Competing Risks (Aalen-Johansen)¶

When a competing event can prevent the outcome of interest, use the cumulative incidence function:

from omopy.survival import estimate_competing_risk_survival

# Add a competing risk cohort (e.g., death)
cdm = generate_concept_cohort_set(
    cdm,
    Codelist({"death": [4306655]}),
    name="competing",
)

result = estimate_competing_risk_survival(
    cdm,
    target_cohort_table="target",
    outcome_cohort_table="outcome",
    competing_outcome_cohort_table="competing",
    follow_up_days=365,
)

The competing risk result reports cumulative incidence (probability of the event occurring) rather than survival probability.

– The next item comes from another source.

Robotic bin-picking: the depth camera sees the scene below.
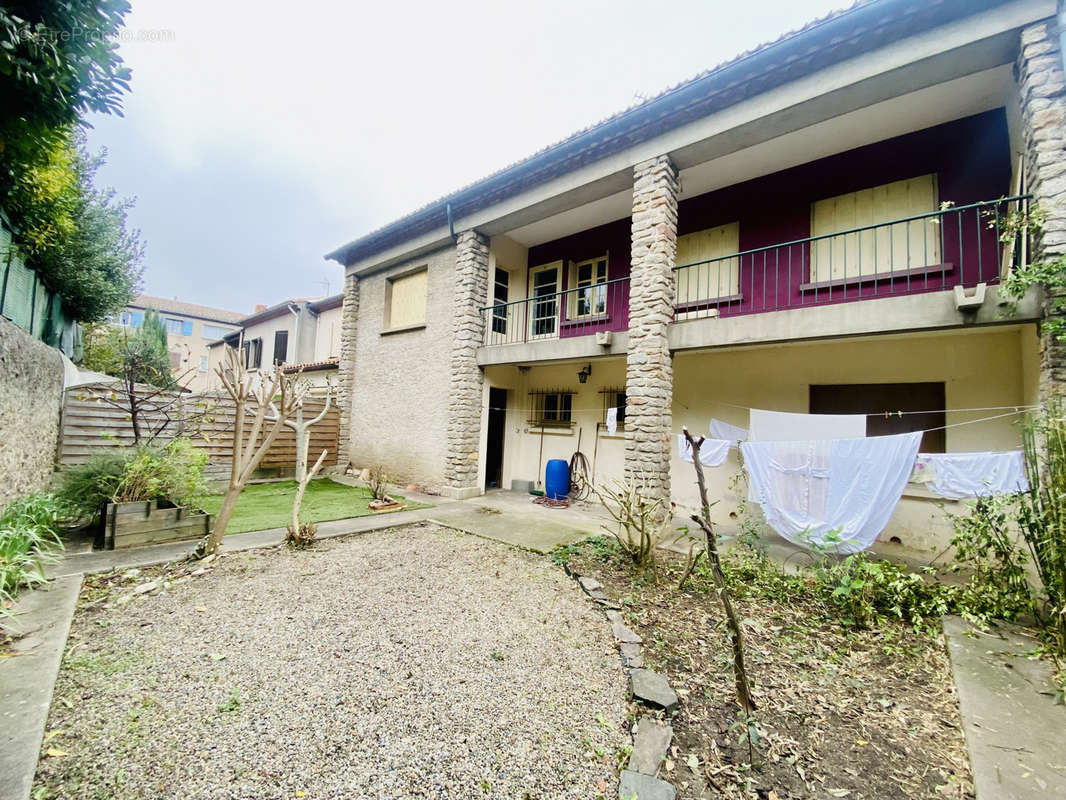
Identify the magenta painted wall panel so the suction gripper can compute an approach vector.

Multiple Cohort Combinations¶

Both estimation functions accept lists of cohort IDs to analyse all combinations:

result = estimate_single_event_survival(
    cdm,
    target_cohort_table="target",
    outcome_cohort_table="outcome",
    target_cohort_id=[1, 2],    # Analyse both target definitions
    outcome_cohort_id=[1, 2],   # Against both outcome definitions
)

Step 4: Convert Results¶

The as_survival_result() function converts the long-format SummarisedResult into structured wide-format DataFrames:

from omopy.survival import as_survival_result

wide = as_survival_result(result)

# Dict with keys: "estimates", "events", "summary", "attrition"
print(wide["estimates"].columns)
# ['result_id', 'cdm_name', 'target_cohort', 'outcome',
#  'strata_name', 'strata_level', 'time', 'estimate', 'estimate_95CI_lower', ...]

print(wide["summary"])
# median_survival, restricted_mean_survival, quantiles

Step 5: Tables¶

All table functions format the SummarisedResult into publication-ready output:

from omopy.survival import (
    table_survival,
    table_survival_events,
    table_survival_attrition,
)

# Survival summary table (median, RMST, quantiles)
tbl = table_survival(result, type="polars")

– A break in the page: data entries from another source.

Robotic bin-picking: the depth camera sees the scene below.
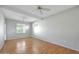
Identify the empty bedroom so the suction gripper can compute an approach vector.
[0,5,79,54]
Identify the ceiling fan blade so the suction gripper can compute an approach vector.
[42,8,50,11]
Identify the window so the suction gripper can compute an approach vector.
[16,23,29,33]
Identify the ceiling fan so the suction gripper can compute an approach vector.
[37,6,50,14]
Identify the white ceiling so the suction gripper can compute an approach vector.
[0,5,75,22]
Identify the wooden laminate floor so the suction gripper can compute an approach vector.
[1,37,79,54]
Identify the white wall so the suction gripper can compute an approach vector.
[33,7,79,51]
[0,9,5,49]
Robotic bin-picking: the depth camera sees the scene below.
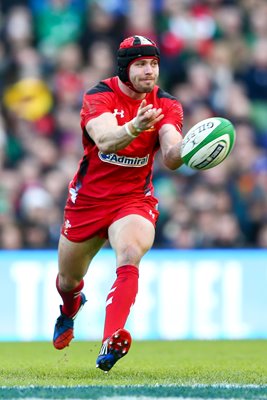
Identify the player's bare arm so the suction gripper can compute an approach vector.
[159,124,183,170]
[86,100,164,153]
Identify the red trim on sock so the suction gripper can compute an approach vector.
[56,276,84,318]
[103,265,139,341]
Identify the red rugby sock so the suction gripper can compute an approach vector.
[103,265,139,341]
[56,276,84,318]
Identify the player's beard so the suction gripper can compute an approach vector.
[133,78,157,93]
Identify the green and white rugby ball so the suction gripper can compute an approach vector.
[181,117,236,170]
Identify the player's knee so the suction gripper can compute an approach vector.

# Risk table (n at risk, events, censored per interval)
events_tbl = table_survival_events(result, type="polars")

# Attrition table (step-by-step counts)
att_tbl = table_survival_attrition(result, type="polars")

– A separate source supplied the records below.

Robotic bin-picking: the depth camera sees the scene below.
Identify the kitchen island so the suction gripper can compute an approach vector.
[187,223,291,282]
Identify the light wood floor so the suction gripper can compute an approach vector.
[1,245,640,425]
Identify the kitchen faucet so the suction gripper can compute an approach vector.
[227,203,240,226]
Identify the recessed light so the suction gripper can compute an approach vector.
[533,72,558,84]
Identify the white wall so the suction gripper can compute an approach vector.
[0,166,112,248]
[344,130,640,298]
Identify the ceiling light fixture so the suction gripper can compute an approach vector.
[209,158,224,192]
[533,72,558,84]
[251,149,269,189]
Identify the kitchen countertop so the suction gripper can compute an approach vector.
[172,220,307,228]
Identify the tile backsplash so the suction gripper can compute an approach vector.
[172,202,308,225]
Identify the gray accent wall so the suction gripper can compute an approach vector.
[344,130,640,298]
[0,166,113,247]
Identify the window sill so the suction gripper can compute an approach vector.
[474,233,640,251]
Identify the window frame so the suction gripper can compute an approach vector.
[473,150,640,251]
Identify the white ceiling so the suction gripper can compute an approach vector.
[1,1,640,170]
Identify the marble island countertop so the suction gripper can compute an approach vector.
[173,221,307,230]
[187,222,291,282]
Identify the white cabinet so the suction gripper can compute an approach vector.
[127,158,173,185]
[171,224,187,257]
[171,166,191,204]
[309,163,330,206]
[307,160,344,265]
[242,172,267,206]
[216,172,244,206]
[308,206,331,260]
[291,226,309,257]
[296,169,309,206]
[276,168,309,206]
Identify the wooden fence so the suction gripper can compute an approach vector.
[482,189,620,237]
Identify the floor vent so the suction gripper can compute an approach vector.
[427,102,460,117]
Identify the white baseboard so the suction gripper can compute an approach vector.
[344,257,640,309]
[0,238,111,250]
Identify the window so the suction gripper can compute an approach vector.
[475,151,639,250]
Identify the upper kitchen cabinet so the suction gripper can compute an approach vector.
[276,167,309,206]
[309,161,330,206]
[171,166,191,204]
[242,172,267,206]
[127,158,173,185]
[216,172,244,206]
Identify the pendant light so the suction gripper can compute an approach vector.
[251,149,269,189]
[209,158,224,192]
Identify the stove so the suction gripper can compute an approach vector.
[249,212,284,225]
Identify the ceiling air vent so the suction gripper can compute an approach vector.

You can also request type="gt" for a great_tables.GT object for rich HTML display.

Table Options¶

Query the default options for customization:

from omopy.survival import options_table_survival

defaults = options_table_survival()
# {'header': 'estimate', 'group_column': ['target_cohort'], ...}

Step 6: Plots¶

Survival Curves¶

The plot_survival() function creates Kaplan-Meier or cumulative incidence curves with optional confidence interval ribbons:

from omopy.survival import plot_survival

fig = plot_survival(result)
fig.show()

# With CI ribbons and faceting
fig = plot_survival(
    result,
    confidence_interval=True,
    facet="target_cohort",
    colour="outcome",
    time_scale="days",
)
fig.show()

Risk Tables¶

The plot can include an integrated risk table below the curve:

fig = plot_survival(
    result,
    risk_table=True,
    risk_table_times=[0, 30, 90, 180, 365],
)
fig.show()

Grouping Columns¶

Discover which columns are available for faceting or colouring:

from omopy.survival import available_survival_grouping

# All available grouping columns
cols = available_survival_grouping(result)
# ['target_cohort', 'outcome', 'analysis_type', ...]

# Only columns with more than one value
varying = available_survival_grouping(result, varying=True)
# ['outcome']

Mock Data¶

Generate synthetic CDM data for testing survival workflows:

from omopy.survival import mock_survival

mock_cdm = mock_survival(
    n_persons=200,
    seed=42,
    event_rate=0.3,
    competing_rate=0.15,
    max_follow_up=3650,
    include_strata=True,
)

# The mock CDM has target, outcome, and competing cohort tables
print(mock_cdm["target"].collect())

Working with Results¶

All estimation functions return SummarisedResult objects from omopy.generics. These support standard operations:

# Tidy format (unpack group/strata into named columns)
tidy_df = result.tidy()

# Filter by settings
filtered = result.filter_settings(result_type="survival_estimates")

# Apply minimum cell count suppression
suppressed = result.suppress(min_cell_count=5)

# Split by group
groups = result.split_group()

See the SummarisedResult reference for full details.